[Melbourne-pm] Still performing well..

Toby Corkindale toby.corkindale at strategicdata.com.au
Wed May 19 20:06:44 PDT 2010


On 20/05/10 12:36, Sam Watkins wrote:
> On Wed, May 19, 2010 at 03:20:28PM +1000, Daniel Pittman wrote:
>> Well, not entirely: I just think it will make the performance curve of your
>> application look poor once it gets asked to process a 4GB CSV file, while
>> languages that do free unused memory will do a little better. :)
>
> Well it depends whether you actually need to keep all the data in memory.
> If the task is to "load" a data file, such as my dictionary, for subsequent
> random access, I want to keep it all in memory.  Perhaps storage can be saved
> by "interning" common strings or some fast compression scheme.  If you really
> need to keep 4GB of data in RAM for fast random access, you basically need more
> than 4GB of RAM.
>
> Stream processing is a different thing.  Nicely written C performs much better
> than any interpreted language or bytecode/JIT language for both stream
> processing and loading.  I don't know of any compiled language that performs
> better than well-written C for many cases, because C is close to the metal, and
> allows the programmer to do things their own way.
>
> For example with stream processing, I commonly use a single resizable buffer
> for each line, so there is no need to free anything inside the loop.  You said
> that I am cheating by not freeing anything, but if I write my C (or brace) code
> well, there is no need to malloc or free anything except perhaps a single line
> buffer, and maybe realloc it a couple times if it started off too small.  Going
> nuts with malloc and free for every field in a file is almost always a bad way
> to program in C.  In Java, perl, python, etc., you really have little or no
> choice about that, there's no nice way to do it as efficiently as in C, you
> need to use an object / buffer for each string.  So I suspect your Java / perl
> program will run maybe 10 times slower than a well-written C, brace or go
> program.

So, are you going to provide us with a well-written Brace program that 
performs the same task as the Go/Scala/Perl implementations then?

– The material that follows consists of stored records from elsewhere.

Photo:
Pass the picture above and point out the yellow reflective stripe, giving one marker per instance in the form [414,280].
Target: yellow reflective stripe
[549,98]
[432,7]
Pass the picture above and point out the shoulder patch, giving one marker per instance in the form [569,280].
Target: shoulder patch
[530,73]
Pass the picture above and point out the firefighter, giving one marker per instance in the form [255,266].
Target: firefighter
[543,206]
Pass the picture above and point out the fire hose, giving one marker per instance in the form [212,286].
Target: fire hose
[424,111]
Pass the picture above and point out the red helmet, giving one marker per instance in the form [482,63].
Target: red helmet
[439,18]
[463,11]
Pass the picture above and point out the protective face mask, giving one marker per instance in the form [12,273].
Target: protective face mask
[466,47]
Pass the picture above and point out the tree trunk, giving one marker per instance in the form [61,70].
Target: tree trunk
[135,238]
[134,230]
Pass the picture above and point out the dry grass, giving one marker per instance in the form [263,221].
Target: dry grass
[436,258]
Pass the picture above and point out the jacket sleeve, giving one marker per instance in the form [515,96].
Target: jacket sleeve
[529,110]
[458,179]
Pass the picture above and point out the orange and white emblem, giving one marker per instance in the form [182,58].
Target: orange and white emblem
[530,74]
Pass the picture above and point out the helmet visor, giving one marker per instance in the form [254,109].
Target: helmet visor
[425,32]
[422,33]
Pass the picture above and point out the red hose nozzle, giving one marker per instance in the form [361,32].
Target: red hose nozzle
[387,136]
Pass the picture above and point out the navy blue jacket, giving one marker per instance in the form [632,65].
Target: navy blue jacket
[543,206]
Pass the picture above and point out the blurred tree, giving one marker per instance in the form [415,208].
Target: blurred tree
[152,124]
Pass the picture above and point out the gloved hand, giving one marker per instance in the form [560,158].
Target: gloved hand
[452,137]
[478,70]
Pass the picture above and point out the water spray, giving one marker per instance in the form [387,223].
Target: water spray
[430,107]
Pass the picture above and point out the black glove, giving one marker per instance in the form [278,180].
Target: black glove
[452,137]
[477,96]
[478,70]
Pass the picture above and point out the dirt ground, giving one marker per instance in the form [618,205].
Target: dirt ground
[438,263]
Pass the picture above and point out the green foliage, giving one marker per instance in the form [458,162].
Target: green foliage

It's very simple, should only take you 5 minutes if you're familiar with 
your language.

Only requirements are:
You perform "good" practice as far as closing files and freeing memory 
goes - by which I mean that you do eventually close the file and free 
memory, and your program should not grow to infinite memory size if the 
input file keeps growing.
So you can use a static buffer for every row of the CSV if you like.

Given the same input file, your output should match the Perl output.